Molte sono le pagine dedicate a Bellezza che, nella sua vita ha avuto solamente due veri amici, uno dei due è Dimatteo. Il “poeta maledetto”, volle ribattezzare il pittore di Nova Siri, lo chiamò Depisis e lo “retrocesse” al rango d’autista. E in quella teatralità che si confonde con la vita e che ha accomunato i due, l’artista lucano divenne personaggio chiave, grimaldello nell’isolamento cercato da Bellezza al castello di Bollita, l’antico toponimo di Nova Siri. Dimatteo fu il liberatore di una Isabella Morra altra che si irrorava nel maniero sbagliato, non quello della vicina Valsinni, dove viveva reclusa la poetessa, ma nel dominio del suo presunto amante Diego Sandoval De Castro. Era una liberazione che avveniva anche attraverso la gola, solleticata dalle abili mani della madre del Depisis lucano, Giuseppina Santarcangelo, ovvero dai suoi piatti mediterranei, semplici e prelibati. Ma, come aggiunge De Fazi, “questo non è un libro di memorie, la ricerca del tempo perduto è impossibile”. Insomma, si va per schegge, segmenti, giudizi folgoranti come quello espresso da Moravia, nel 1989, alla Fiera internazionale di arte contemporanea a Bari: “La pittura di Dimatteo è raffinatissima.” De Fazi, avverte più avanti che, comunque, “è tipico della classe media ‘mentire’ borghesemente e per esclusive ragioni di convenienza sociale”, non per ragioni etiche. Ma esiste ancora una classe media? Oppure è ormai un’assenza capace di sottrarre linfa vitale allo scandalo che provocano – ora non più – le opere e la vita stessa di Dimatteo?
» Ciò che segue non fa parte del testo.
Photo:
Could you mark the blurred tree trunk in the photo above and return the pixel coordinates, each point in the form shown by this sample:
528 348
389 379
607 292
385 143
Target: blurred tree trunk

L’artista di Nova Siri, che non scoppia di salute, è più solo e questo libro non può che rinfrancarlo, perché oggi non ha neppure più il privilegio di autentici “nemici”. Può temere solamente i processi biologici alleati al tempo che passa, avversari spietati del sogno di gloria terreno che tutto decompongono. Poi, rimangono solo infiniti silenzi. Con tutto il rumore di fondo che c’è difficile mettersi in ascolto. Non è per caso se il volume è dedicato alla diva del cinema muto Louise Brooks.